Türkiye’deki odun üretiminde ilk iki sırayı tomruk ve lif yonga odunu kalemleri olduğuna değinilen Türkiye Ormancılar Derneği’nin açıklamasında, şu bilgilere yer verildi: “Bu iki kalemde 2020 yılı itibariyle 18.895.675 metreküp üretim yapılmış ve bu üretimler toplam odun üretimi içinde yüzde 76,3 yer kaplamıştır. Yani Türkiye’deki odun üretiminin 3/4’ü tomruk ve lif yonga odunu üretimidir. Bu yüzden bu iki ürünü işleyen orman endüstri sektörlerindeki kapasite artışının yakından takip edilmesi gerekmektedir. Çünkü bu sektörlere hammadde sağlamak için Türkiye’deki orman ekosistemlerine ciddi zarar verilmektedir.”

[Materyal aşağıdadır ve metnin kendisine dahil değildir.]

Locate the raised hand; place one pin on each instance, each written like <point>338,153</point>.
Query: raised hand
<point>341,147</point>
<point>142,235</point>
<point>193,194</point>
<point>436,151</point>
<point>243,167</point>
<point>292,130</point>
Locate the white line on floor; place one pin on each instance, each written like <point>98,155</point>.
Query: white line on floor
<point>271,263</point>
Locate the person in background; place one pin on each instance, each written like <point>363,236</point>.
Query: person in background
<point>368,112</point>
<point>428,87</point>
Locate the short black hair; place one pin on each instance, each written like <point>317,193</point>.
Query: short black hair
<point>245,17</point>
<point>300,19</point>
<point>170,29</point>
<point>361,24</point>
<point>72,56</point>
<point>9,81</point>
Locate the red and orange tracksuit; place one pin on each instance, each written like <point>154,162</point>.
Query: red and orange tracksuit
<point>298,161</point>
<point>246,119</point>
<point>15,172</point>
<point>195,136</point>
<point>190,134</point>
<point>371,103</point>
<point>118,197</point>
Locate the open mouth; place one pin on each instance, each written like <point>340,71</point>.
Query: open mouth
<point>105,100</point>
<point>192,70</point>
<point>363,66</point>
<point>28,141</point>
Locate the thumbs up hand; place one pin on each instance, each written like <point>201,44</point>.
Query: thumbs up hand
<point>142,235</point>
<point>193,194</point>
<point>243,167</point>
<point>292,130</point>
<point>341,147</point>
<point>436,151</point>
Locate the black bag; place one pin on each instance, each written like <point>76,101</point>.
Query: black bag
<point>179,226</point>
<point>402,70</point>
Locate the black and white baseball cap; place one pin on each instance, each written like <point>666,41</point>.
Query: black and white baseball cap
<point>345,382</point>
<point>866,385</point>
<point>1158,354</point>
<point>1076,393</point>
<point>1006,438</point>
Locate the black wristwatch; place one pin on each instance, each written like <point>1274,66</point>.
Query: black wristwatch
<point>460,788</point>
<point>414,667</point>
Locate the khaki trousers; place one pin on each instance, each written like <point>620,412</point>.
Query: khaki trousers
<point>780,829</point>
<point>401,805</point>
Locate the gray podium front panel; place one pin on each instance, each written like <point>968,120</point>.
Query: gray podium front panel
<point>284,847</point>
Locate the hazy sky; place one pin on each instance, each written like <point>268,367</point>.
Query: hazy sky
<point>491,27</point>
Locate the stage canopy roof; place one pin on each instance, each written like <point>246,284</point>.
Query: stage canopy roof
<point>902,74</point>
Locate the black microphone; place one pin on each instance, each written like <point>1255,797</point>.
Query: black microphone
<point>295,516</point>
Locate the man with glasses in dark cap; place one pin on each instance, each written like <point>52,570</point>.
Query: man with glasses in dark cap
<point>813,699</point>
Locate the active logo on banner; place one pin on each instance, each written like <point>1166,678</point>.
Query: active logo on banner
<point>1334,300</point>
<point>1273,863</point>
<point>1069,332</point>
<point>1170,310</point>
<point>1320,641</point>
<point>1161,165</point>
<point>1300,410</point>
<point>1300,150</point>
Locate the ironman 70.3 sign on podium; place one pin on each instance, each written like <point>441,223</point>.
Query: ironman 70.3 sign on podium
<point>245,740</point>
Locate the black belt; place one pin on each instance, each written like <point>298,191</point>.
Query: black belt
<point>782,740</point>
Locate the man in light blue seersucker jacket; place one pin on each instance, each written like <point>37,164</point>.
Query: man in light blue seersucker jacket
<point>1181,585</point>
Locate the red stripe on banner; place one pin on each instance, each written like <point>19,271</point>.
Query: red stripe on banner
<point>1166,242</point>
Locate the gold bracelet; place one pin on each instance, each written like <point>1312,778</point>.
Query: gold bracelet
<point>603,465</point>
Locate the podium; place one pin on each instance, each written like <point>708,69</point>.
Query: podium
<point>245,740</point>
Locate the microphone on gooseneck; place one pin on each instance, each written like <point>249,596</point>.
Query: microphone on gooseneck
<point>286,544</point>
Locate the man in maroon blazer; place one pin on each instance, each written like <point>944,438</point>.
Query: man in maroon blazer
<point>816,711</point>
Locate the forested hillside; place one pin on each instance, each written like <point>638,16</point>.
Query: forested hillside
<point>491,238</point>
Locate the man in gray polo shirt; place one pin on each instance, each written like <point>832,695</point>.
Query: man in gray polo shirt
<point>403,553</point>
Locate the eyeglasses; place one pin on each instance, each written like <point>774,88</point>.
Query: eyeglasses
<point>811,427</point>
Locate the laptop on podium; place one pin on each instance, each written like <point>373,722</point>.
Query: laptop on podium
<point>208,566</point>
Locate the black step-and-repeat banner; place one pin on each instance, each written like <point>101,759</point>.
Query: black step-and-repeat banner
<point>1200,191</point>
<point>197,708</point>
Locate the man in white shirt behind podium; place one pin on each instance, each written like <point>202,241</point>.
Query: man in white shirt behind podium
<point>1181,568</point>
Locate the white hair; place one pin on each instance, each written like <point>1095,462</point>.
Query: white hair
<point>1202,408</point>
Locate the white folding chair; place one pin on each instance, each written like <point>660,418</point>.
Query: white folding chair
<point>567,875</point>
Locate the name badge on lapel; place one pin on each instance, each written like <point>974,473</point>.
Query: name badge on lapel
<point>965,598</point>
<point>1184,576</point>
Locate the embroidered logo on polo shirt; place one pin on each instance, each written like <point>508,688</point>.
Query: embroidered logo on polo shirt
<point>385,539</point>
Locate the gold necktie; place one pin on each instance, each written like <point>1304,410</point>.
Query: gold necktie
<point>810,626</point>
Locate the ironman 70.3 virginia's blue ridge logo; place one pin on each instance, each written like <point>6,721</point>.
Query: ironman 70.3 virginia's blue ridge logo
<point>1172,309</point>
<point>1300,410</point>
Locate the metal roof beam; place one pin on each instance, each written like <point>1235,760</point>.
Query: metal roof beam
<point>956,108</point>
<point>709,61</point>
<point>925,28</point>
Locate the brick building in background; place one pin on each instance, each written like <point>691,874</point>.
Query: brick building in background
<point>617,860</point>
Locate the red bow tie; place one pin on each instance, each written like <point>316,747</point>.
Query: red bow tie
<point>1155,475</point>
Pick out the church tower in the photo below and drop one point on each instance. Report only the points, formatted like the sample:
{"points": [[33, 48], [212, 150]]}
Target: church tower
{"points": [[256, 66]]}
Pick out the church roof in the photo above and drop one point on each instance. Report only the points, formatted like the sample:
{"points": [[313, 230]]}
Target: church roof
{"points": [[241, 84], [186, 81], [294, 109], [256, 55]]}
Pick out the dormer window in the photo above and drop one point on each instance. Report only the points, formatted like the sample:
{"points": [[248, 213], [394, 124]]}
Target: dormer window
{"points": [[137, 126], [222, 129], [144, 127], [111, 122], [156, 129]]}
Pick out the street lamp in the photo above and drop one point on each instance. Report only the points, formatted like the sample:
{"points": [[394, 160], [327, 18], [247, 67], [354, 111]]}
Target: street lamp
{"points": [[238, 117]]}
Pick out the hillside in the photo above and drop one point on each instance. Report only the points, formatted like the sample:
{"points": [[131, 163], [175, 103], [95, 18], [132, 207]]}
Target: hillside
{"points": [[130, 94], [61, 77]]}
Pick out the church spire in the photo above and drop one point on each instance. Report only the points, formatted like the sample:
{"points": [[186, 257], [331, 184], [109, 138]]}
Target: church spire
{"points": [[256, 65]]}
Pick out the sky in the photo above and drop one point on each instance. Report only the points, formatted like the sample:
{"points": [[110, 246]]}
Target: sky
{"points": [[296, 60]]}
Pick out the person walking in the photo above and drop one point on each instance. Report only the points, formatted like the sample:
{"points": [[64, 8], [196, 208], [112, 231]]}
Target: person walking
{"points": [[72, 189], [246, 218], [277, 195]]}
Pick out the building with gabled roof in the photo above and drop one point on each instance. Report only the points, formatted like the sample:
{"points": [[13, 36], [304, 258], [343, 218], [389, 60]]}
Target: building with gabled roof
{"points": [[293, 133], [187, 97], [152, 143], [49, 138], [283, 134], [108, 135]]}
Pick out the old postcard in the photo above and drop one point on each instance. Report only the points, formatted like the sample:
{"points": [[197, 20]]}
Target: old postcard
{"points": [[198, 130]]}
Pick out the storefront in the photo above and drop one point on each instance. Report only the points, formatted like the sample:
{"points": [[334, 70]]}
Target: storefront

'Ormancılık mesleği açısından tam bir hayal kırıklığı'

Milli Parklar Kanunu’nun 14. Maddesinin, “tabii ve ekolojik denge ve tabii ekosistem değerinin bozulamayacağı, tabii dengeyi bozacak her türlü orman ürünleri üretimi, avlanma ve otlatmanın yapılamayacağı” hükmünü içerdiğine değinilen açıklamada, “Türkiye’deki pek çok korunan alanın, eski orman amenajman planlarında muhafaza altına alınmış alanlardan seçilip ilan edildiği unutulmamalıdır. Bu anlamda şimdi yapılmak istenen uygulamalar ormancılık mesleği açısından da tam bir hayal kırıklığıdır. Bazı milli parklar için orman amenajman (diğer deyişle kesim) planları yapılmış olsa da odun üretimi çalışmalarına şu ana kadar başlanıp başlanmadığı henüz bilinmemektedir. Çoğu milli parkın henüz kar altında bulunduğu ve iklim şartları nedeniyle çalışılamaz durumda olduğu açıktır. Fakat milli parklarda bu şekilde odun üretimine kesinlikle başlanmamalıdır. Çünkü Türkiye, bitki çeşitliliği açısından dünyanın önde gelen ülkelerinden biridir. Bu zenginliğin yoğunlaştığı alanlardan bazıları milli park olarak ilan edilmiş ve korumaya alınmıştır. Flora zenginliğinin sürekliliğinin sağlanması, in-situ (sılada) korunması, yaşadığı ekosistemlerin dayanıklı kalması açısından mili parklar son derece önemlidir. Çünkü üretim, kesim, aralama ışıklandırma gibi bakım çalışmalarının olmadığı, açıklıkları ve orman dokusuyla birlikte doğal yapının korunduğu milli parklar ülkemizin flora ve fauna zenginliğinin önemli sığınak alanlarıdır. Bu nedenle korunan alanların odun üretimi veya benzer ormancılık çalışmalarından neden uzak tutulması gerektiğini kısaca açıklamak yararlı olacaktır” denildi. 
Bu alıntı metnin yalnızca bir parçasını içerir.